The UC/NRDC researchers, like most scientists, tend to err on the conservative side; their $14 billion estimate is probably way too low. And also like many scientists, the study’s authors are touchingly naive: they hope their work will “prompt policy makers to prepare for future problems,” when the lessons of recent history demonstrate conclusively that our politicians can only deal with future problems by denying their existence entirely.

Warren Senders

Year 2, Month 1, Day 12: Sick As A Brick

The Kansas City Star notes that a warming climate will bring a change in disease vectors, with a greater likelihood of catching things that were previously the exclusive province of tropical explorers.

The increased prevalence of uncommon diseases triggered by climate change is another example of the long-term consequences of two mutually reinforcing human behaviors: wastefulness and denial.
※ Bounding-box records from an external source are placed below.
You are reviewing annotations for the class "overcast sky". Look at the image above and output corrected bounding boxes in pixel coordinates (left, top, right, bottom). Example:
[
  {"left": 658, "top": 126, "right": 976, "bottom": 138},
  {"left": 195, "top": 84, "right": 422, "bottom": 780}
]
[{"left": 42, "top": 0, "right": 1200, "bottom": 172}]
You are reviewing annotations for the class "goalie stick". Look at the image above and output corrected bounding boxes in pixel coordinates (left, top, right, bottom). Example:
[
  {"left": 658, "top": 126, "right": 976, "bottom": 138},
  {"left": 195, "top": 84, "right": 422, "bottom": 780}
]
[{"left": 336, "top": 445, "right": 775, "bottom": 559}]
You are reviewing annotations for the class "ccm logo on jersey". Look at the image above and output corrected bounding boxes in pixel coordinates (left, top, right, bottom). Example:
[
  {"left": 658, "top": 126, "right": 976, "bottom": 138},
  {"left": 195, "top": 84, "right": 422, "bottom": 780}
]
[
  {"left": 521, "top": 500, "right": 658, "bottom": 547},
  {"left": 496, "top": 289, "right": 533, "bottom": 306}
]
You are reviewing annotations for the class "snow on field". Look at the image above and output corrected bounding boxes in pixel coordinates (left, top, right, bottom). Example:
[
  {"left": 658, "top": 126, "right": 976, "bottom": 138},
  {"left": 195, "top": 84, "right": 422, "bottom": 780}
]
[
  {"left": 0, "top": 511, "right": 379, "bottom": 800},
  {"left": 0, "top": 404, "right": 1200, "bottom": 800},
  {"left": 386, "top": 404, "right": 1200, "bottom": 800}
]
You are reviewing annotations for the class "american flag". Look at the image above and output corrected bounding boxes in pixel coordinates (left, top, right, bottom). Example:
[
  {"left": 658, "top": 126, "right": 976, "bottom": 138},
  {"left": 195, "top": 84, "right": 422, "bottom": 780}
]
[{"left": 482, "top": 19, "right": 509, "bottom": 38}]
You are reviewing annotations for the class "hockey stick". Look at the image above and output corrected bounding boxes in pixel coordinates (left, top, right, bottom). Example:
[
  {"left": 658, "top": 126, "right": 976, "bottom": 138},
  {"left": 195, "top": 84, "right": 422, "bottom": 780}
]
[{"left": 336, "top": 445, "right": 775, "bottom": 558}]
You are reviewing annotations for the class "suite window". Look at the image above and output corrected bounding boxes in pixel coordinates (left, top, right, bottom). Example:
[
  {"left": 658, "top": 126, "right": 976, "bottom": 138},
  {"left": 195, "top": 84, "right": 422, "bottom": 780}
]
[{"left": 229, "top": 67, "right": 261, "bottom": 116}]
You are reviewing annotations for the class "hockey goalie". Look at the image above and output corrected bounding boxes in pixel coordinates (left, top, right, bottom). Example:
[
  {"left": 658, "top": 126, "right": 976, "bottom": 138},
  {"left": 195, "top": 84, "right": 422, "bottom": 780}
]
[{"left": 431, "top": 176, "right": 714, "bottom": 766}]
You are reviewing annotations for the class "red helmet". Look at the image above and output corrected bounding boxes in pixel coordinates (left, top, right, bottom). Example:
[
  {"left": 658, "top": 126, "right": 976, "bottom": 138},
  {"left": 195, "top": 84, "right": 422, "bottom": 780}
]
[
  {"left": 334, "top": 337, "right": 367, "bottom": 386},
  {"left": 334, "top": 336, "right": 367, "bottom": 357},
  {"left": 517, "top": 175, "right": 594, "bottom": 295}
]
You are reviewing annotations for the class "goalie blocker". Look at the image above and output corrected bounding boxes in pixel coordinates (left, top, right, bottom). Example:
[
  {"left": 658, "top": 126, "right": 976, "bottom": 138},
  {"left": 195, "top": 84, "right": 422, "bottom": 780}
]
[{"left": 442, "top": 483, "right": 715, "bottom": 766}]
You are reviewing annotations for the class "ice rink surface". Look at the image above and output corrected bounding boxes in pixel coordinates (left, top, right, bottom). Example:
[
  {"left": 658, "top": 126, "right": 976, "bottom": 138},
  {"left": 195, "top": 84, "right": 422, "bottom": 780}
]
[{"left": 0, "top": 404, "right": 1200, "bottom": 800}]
Our efforts to mitigate the escalating climate crisis are hampered by our collective unwillingness to make needed systemic changes in our energy economy — while the rising levels of greenhouse gases in our atmosphere are matched by those of scientific illiteracy in our public discourse. While the scientific consensus on global warming is overwhelming, you wouldn’t know it from the news, where every perturbed climatologist is “balanced” by a petroleum-industry shill, conveying the impression that “the science isn’t settled.” As the world warms, we’ll meet quite a few unpleasant tropical diseases — perhaps when our kids have to stay out of school because of Dengue fever or malaria, we’ll realize that our national ignorance of the facts of climate change has made us sick.